The comments by Benny Gantz added new uncertainty to the Israeli campaign in Gaza, which has come under growing international scrutiny because of the heavy civilian death toll and widespread destruction. The Group of Seven, which includes many of Israel’s closest allies, called for Israel to do more to improve the dire humanitarian situation in Gaza.
Speaking in Israel to international journalists, Gantz, a former defense minister and military chief of staff, said the only certainty in Israeli thinking is that Hamas can have no role in the future of Gaza. But he described a lengthy campaign in Gaza and linked the territory’s future to quiet along Israel’s northern front with Lebanon and eastern front with the West Bank.
“Once the Gaza area is safe, and the northern area will be safe, and the Judea and Samaria region will calm down, we will settle down and review an alternative mechanism for Gaza,” he said, using the biblical term for the West Bank. “I do not know what it will be.”
“We can come up with any mechanism we think is appropriate, but Hamas will not be part of it,” he added. “We need to replace the Hamas regime and ensure security superiority for us.”
Asked how long the war would last, Gantz said, “there are no limitations.”

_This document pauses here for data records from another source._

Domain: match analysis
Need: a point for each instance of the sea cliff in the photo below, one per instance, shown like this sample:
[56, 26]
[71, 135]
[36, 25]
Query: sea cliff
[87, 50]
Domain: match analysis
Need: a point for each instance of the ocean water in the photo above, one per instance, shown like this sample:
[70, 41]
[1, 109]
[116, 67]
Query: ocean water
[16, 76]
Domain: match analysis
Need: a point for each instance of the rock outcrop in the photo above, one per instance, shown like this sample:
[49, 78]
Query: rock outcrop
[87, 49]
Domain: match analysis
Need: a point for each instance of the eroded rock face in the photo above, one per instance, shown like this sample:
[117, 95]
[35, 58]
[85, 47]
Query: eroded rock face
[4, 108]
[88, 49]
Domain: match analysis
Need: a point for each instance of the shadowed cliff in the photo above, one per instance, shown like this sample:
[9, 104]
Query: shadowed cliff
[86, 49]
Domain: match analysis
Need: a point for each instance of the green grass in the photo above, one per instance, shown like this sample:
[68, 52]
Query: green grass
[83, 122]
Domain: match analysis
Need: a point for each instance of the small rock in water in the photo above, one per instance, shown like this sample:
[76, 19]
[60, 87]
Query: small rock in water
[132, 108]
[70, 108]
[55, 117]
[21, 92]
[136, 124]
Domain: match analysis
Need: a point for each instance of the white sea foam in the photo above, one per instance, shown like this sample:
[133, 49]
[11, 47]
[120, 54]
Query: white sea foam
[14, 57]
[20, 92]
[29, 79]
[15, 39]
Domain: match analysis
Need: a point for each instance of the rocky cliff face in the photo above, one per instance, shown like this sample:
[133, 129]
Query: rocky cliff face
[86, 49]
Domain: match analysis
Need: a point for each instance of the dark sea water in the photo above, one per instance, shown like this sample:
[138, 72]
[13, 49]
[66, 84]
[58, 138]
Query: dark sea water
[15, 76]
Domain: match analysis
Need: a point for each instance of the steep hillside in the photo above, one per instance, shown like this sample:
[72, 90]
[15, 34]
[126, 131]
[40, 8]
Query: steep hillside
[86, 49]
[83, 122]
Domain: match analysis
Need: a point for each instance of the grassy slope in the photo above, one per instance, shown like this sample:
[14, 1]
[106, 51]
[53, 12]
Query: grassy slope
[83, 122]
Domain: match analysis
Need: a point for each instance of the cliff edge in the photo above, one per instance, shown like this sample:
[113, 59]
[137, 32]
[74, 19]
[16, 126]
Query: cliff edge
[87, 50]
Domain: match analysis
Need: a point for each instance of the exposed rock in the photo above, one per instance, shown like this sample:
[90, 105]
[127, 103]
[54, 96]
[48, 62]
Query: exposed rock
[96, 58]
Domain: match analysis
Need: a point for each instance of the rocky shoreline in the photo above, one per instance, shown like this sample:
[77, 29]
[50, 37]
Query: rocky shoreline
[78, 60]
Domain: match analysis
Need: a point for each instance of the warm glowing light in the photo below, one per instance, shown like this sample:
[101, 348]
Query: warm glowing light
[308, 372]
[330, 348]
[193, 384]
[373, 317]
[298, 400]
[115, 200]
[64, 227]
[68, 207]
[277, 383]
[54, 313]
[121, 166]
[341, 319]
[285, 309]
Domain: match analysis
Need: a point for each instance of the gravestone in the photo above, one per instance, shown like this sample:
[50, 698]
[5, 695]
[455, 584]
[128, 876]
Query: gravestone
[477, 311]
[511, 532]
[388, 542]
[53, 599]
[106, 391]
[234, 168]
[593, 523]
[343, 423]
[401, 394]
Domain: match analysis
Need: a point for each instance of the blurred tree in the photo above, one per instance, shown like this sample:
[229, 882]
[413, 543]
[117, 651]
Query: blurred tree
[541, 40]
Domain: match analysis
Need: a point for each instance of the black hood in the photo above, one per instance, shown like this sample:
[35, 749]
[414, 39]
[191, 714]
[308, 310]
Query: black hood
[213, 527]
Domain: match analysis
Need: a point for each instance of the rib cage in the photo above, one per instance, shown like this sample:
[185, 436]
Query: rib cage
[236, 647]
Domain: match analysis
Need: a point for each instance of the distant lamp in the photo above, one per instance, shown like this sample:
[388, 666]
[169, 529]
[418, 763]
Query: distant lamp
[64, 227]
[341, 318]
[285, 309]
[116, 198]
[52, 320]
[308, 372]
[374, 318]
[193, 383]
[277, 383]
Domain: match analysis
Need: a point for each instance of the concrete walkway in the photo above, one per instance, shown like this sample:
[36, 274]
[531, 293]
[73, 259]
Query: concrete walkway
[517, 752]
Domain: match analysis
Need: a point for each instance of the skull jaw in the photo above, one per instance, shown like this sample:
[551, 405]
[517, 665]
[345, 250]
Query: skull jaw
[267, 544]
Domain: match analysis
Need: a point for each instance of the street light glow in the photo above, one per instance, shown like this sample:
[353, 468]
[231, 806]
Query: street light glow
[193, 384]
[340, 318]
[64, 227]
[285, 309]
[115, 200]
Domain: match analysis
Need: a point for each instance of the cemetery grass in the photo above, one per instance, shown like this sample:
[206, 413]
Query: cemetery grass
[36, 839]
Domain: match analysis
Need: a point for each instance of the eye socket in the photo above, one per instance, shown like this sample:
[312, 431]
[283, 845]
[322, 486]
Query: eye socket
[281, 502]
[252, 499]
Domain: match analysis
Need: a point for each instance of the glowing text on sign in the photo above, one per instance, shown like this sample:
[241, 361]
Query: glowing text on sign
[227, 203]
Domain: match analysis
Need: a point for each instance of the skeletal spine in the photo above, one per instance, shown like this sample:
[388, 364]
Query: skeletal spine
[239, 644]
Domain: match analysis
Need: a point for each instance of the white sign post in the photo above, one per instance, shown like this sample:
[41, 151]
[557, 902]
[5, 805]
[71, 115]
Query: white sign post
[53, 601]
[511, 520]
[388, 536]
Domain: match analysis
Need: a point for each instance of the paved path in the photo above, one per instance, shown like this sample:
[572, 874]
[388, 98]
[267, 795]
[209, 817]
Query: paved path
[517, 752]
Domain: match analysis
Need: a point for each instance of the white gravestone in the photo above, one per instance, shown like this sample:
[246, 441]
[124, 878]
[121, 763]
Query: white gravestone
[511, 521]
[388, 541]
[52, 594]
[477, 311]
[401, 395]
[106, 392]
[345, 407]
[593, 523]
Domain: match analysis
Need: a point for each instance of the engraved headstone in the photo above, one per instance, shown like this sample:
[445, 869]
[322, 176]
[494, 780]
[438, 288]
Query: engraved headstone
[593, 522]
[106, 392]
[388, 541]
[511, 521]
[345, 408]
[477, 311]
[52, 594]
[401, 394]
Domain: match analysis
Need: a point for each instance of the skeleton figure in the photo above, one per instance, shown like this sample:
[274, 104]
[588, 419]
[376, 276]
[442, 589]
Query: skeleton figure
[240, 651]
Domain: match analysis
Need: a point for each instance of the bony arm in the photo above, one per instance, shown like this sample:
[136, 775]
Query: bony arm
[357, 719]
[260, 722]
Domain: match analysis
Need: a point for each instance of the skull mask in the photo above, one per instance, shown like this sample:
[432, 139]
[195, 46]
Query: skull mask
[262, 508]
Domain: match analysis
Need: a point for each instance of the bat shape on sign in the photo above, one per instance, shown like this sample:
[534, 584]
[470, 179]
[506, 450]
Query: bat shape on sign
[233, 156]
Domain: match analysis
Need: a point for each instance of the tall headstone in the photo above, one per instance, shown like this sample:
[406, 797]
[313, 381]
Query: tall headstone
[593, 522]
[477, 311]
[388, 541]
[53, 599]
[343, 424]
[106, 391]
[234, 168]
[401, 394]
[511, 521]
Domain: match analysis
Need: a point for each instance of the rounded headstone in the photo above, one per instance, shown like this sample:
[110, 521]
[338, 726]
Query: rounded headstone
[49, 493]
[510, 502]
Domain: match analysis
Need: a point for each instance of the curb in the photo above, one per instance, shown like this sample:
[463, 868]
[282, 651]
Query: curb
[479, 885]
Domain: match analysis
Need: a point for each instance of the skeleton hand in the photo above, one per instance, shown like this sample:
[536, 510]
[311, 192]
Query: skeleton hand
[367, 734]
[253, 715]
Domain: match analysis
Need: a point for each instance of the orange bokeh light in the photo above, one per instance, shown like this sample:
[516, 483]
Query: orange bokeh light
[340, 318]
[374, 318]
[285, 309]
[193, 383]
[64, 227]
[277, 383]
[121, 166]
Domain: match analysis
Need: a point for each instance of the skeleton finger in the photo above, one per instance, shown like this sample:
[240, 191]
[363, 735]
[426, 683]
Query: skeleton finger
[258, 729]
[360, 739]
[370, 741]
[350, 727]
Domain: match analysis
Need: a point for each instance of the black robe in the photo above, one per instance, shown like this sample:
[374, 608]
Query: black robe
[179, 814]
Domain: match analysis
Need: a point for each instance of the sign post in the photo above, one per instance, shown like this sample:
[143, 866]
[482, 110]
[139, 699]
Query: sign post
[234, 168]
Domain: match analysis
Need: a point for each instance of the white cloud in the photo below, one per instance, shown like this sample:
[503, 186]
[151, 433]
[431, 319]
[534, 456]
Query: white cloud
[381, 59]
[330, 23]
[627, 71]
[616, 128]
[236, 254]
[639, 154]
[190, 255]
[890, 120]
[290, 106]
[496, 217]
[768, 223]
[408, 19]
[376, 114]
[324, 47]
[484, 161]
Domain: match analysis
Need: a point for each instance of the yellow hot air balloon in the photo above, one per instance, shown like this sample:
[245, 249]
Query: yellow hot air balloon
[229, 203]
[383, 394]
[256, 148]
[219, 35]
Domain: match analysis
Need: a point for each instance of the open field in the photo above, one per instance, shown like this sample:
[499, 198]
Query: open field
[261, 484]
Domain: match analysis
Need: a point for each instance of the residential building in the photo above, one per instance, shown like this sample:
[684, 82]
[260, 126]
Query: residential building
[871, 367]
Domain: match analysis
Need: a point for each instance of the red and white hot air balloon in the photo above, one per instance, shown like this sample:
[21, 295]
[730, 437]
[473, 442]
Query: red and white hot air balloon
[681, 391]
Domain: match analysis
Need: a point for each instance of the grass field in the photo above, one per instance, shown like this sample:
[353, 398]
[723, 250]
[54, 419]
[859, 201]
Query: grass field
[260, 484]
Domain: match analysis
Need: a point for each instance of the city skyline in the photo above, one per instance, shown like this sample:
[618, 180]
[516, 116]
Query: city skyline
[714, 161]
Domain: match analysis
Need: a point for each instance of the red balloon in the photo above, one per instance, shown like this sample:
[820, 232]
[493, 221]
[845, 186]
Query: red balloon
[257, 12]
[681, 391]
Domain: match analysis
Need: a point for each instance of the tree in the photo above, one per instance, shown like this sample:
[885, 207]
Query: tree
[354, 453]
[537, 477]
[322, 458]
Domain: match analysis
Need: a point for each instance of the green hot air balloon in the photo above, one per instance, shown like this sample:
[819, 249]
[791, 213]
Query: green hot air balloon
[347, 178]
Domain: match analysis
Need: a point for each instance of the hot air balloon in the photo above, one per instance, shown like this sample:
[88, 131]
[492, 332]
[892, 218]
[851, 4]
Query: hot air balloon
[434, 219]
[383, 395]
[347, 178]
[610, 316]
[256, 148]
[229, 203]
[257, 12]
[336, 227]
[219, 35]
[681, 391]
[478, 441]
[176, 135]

Since Israel’s 2005 withdrawal from Gaza, successive Israeli governments have pursued a policy of severing links between the West Bank and Gaza, the two territories that, along with east Jerusalem, were to make up a future Palestinian state. The isolation of Gaza deepened after Hamas drove out the forces of Abbas in 2007 and Israel, along with Egypt, imposed a blockade.
Hamas’ breakout from Gaza on October 7 and Israel’s deepening military response have marked the bloodiest fighting by far in repeated wars. President Joe Biden, whose administration had made a policy of not publicly pushing Netanyahu’s coalition to return to long-abandoned talks to resolve the Israeli-Palestinian conflict, from the first hours after the Hamas attack declared the U.S. would stand by Israel in its military response.
Biden rushed U.S. weapons to Israel and sent warships to the region. The American president flew on October 18 to Israel, where he clasped Netanyahu and Israeli survivors of the Hamas raids, which killed more than 1,400 people, in tight hugs.
The past week, however, has seen increasing private and public U.S. pressure on Israel to alter how it conducts its air, ground and sea campaign against Hamas.
Deaths in Gaza under Israeli bombardment have soared past 10,000, alienating international governments that had endorsed Israel’s right of self- defense. Israel blames Hamas for the heavy death toll, accusing the group of using civilians as human shields.
Emerging U..S.-Israeli differences already included Americans pressing for what they call humanitarian pauses in the fighting to allow for greater delivery of aid to Gaza’s blockaded residents. Israeli officials have linked any cease-fires to Hamas releasing the more than 240 people it is believed to be holding hostage.
Blinken said on November 8 the time “is now to start the conversation about the future” for Gaza.
“Identifying the longer-term objectives and a pathway to get there will help shape our approach to addressing immediate needs,” he said.